Von Wjatscheslaw Schadronow
23.09.2010 / Tschastnyj korrespondent
Das fünfte „Territorija“-Festival, in dessen Mittelpunkt die moderne deutsche Kultur steht, demonstriert eine weitere Version des Untergangs von Europa, eine Apokalypse light.
Die Aufführung von „Karl Marx. Kapital. Band Eins“ wurde zum herausragendsten und ungewöhnlichsten Ereignis des Festivals „Territorija“.
Die Darsteller sind allesamt Laien. Sie befinden sich in einem Bühnenbild, das aus Bücherregalen besteht, die mit dicken Bänden vollgestellt sind. Sie spielen fast ausnahmslos sich selbst und kommunizieren untereinander und mit dem Publikum als die Personen, die sie sind.
Im Verlauf von zwei Stunden ohne Pause blättern sie in den Seiten der Vergangenheit, in der Geschichte der zweiten Hälfte des 20. Jahrhunderts und der eigenen Biografie, wobei sie diese mit der marxistischen Interpretation des Kapitalismus konfrontieren.
Der authentische Marx-Text ist in diesem Stück in vereinzelten Zitaten vorhanden. Man kann nicht sagen, dass das „Kapital“ nur ein ungefähres Geplauder wäre oder eine Fantasie zu einem ausgewählten Thema, denn das Werk von Karl Marx steht auf die eine oder andere Weise stets im Mittelpunkt des Interesses.

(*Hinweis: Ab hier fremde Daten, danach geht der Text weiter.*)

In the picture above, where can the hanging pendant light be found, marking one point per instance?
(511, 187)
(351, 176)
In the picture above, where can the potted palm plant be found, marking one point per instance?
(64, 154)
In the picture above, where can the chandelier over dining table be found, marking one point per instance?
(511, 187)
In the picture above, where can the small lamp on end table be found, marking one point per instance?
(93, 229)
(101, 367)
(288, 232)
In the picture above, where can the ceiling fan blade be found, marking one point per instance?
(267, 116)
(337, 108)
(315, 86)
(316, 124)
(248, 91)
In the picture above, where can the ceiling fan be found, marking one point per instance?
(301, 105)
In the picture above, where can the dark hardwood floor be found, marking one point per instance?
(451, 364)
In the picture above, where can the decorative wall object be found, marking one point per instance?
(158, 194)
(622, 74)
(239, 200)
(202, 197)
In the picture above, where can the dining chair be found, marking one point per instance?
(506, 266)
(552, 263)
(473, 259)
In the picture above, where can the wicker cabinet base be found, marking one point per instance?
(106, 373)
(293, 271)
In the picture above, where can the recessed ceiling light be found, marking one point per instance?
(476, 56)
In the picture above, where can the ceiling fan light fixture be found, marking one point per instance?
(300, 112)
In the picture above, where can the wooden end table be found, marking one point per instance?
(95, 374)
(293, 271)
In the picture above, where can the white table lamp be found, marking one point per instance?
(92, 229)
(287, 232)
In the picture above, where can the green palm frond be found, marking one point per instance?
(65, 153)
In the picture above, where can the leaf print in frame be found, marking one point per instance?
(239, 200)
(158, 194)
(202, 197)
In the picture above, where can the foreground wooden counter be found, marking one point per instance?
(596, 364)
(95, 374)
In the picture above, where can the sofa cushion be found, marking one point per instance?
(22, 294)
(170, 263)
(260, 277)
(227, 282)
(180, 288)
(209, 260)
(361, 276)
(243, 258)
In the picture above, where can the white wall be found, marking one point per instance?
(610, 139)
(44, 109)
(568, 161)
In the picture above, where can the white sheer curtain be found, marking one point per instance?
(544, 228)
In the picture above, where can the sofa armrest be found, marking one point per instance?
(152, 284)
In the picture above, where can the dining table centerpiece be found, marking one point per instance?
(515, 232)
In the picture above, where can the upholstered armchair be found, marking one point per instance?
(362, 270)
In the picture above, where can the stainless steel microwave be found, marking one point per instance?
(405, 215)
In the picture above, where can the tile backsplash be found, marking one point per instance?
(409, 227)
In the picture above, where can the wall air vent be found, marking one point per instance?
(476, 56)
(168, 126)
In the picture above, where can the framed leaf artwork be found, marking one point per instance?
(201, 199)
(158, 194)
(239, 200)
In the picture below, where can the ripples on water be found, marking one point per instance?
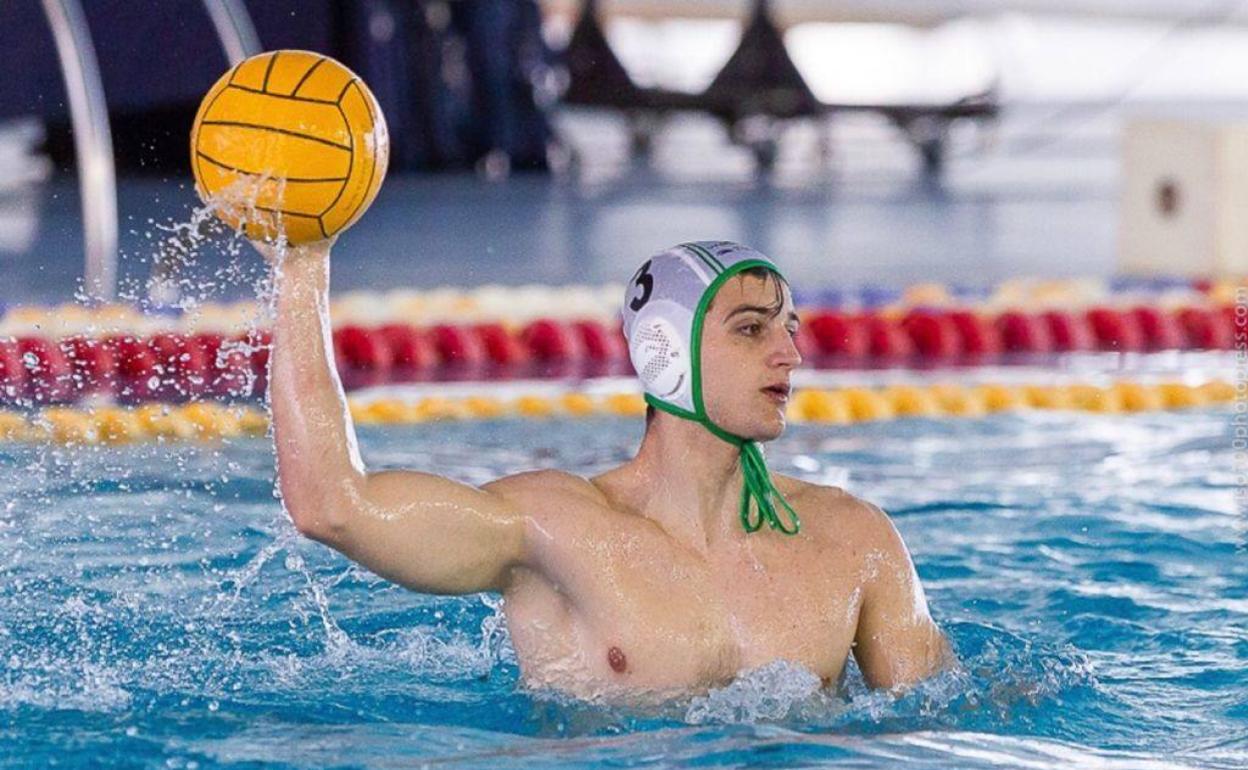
(156, 608)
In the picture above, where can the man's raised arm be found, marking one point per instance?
(424, 532)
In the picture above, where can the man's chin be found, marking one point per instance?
(770, 431)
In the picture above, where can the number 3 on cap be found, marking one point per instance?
(645, 281)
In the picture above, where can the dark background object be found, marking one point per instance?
(454, 79)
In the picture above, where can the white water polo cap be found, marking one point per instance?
(664, 308)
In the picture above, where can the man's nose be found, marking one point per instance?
(786, 353)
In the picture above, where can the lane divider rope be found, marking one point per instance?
(212, 422)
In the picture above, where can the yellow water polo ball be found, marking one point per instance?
(290, 142)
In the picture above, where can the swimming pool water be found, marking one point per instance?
(156, 609)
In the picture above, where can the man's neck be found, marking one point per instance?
(689, 482)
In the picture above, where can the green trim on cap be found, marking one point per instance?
(758, 486)
(713, 263)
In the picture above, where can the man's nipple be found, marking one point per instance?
(617, 660)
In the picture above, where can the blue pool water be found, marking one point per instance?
(156, 609)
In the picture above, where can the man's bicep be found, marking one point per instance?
(433, 534)
(896, 643)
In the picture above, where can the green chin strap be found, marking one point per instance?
(758, 487)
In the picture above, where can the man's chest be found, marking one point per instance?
(653, 618)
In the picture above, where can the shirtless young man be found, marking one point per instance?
(648, 580)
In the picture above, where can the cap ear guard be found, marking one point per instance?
(660, 355)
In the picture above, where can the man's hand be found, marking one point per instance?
(280, 251)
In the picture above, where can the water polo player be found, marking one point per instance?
(674, 572)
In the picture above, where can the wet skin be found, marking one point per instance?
(638, 583)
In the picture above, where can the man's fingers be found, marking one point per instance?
(272, 251)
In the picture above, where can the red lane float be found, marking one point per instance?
(13, 372)
(977, 336)
(411, 353)
(1067, 333)
(227, 367)
(598, 342)
(1023, 333)
(886, 340)
(257, 345)
(839, 335)
(137, 378)
(180, 367)
(1158, 330)
(1113, 331)
(49, 375)
(552, 342)
(1206, 331)
(92, 362)
(457, 347)
(932, 335)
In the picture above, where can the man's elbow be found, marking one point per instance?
(316, 514)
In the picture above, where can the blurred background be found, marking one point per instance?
(860, 142)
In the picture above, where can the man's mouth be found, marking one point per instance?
(778, 392)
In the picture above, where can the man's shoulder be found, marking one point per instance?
(546, 486)
(825, 509)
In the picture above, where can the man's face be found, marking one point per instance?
(748, 353)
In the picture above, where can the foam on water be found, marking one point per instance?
(156, 605)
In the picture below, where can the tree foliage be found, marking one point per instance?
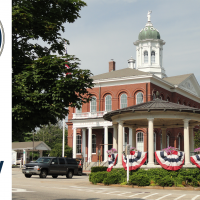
(40, 91)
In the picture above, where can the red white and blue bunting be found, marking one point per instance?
(112, 159)
(136, 160)
(173, 162)
(196, 160)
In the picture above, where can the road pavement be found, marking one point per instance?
(79, 188)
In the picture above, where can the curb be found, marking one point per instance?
(152, 187)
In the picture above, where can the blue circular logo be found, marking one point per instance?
(2, 38)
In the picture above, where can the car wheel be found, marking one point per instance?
(70, 174)
(43, 174)
(28, 175)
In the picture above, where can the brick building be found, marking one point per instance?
(90, 135)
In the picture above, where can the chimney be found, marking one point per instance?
(131, 63)
(111, 65)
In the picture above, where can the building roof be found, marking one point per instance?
(38, 145)
(176, 80)
(119, 73)
(155, 105)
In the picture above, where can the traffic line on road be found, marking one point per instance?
(180, 197)
(163, 196)
(195, 197)
(149, 195)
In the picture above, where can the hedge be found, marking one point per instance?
(141, 177)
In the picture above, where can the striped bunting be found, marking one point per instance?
(136, 160)
(112, 159)
(170, 162)
(195, 160)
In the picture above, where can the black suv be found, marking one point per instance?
(51, 166)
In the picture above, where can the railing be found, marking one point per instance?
(88, 115)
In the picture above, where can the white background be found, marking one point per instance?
(5, 103)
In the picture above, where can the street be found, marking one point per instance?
(79, 188)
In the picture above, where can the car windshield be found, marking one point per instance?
(43, 160)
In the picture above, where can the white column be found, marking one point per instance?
(115, 136)
(133, 137)
(163, 137)
(130, 137)
(74, 142)
(105, 143)
(150, 142)
(191, 133)
(24, 156)
(83, 142)
(89, 144)
(186, 142)
(120, 144)
(41, 152)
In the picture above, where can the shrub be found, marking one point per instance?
(166, 181)
(98, 169)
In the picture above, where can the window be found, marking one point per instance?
(139, 98)
(153, 56)
(108, 106)
(79, 110)
(78, 144)
(93, 143)
(167, 140)
(140, 141)
(93, 104)
(123, 101)
(145, 57)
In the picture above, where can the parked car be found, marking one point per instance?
(53, 166)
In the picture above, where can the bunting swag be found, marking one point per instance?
(136, 160)
(173, 162)
(195, 160)
(112, 159)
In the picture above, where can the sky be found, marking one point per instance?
(108, 28)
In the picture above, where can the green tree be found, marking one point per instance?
(197, 139)
(40, 92)
(52, 135)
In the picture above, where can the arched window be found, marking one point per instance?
(153, 57)
(93, 104)
(108, 101)
(179, 142)
(139, 98)
(140, 141)
(78, 144)
(79, 110)
(93, 143)
(167, 140)
(123, 101)
(145, 57)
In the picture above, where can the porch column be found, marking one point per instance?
(150, 141)
(74, 142)
(105, 143)
(133, 137)
(89, 144)
(83, 142)
(130, 137)
(115, 136)
(191, 133)
(41, 153)
(186, 142)
(163, 137)
(120, 144)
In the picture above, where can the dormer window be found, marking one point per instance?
(153, 57)
(145, 57)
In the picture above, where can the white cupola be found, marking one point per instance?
(149, 50)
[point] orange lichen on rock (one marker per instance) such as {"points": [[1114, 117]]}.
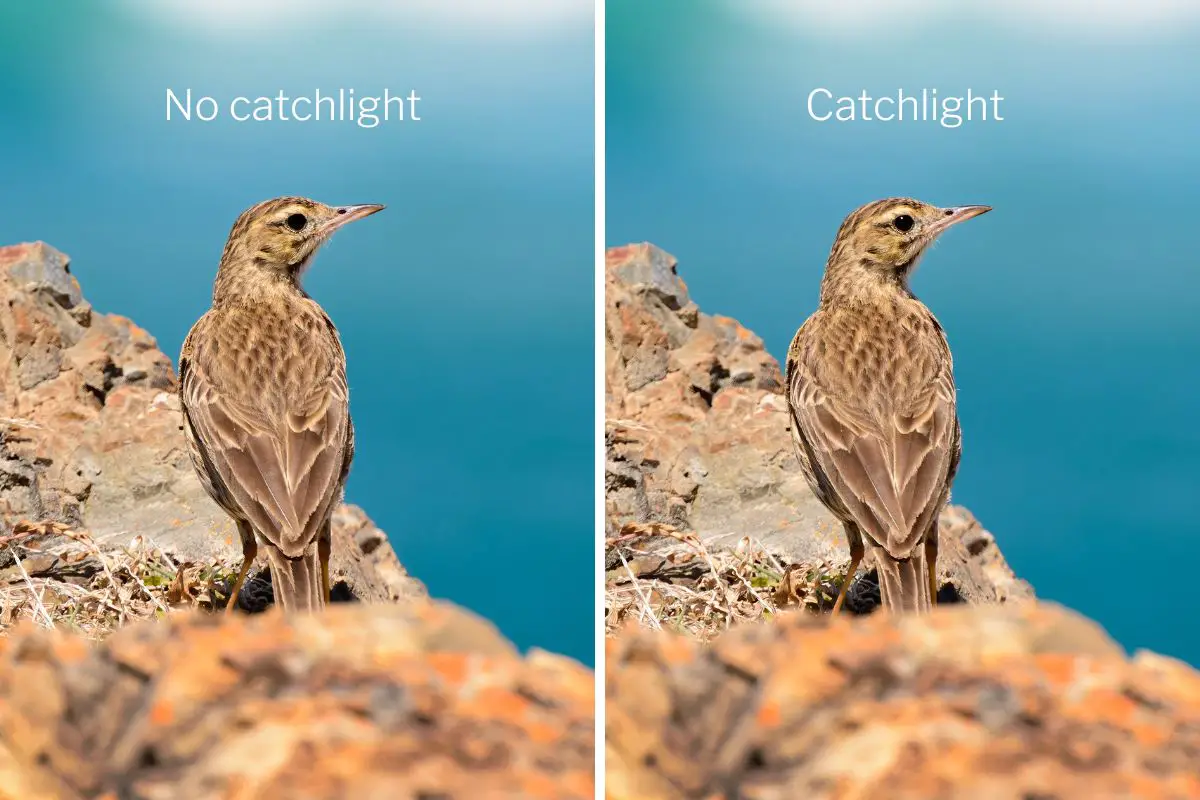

Sinnfällig gemacht wird es jedoch in den Brechungen der realen Schicksale konkreter Menschen. Insgesamt sind es acht Personen, und sie vertreten gemäß den Gesetzen der Dramaturgie (auch wenn „Rimini Protokoll“ dokumentarisches Theater ist, bleibt es doch zuallererst Theater und ist erst dann dokumentarisch) verschiedene Länder, Völker, Kulturen, Altersgruppen, Geschlechter, sozialer Schichten usw.: Arbeiter und Professor, junger Mann und Greis, Lette und Belgier sowie eine Frau in allerdings politisch unkorrekter Einzelausführung.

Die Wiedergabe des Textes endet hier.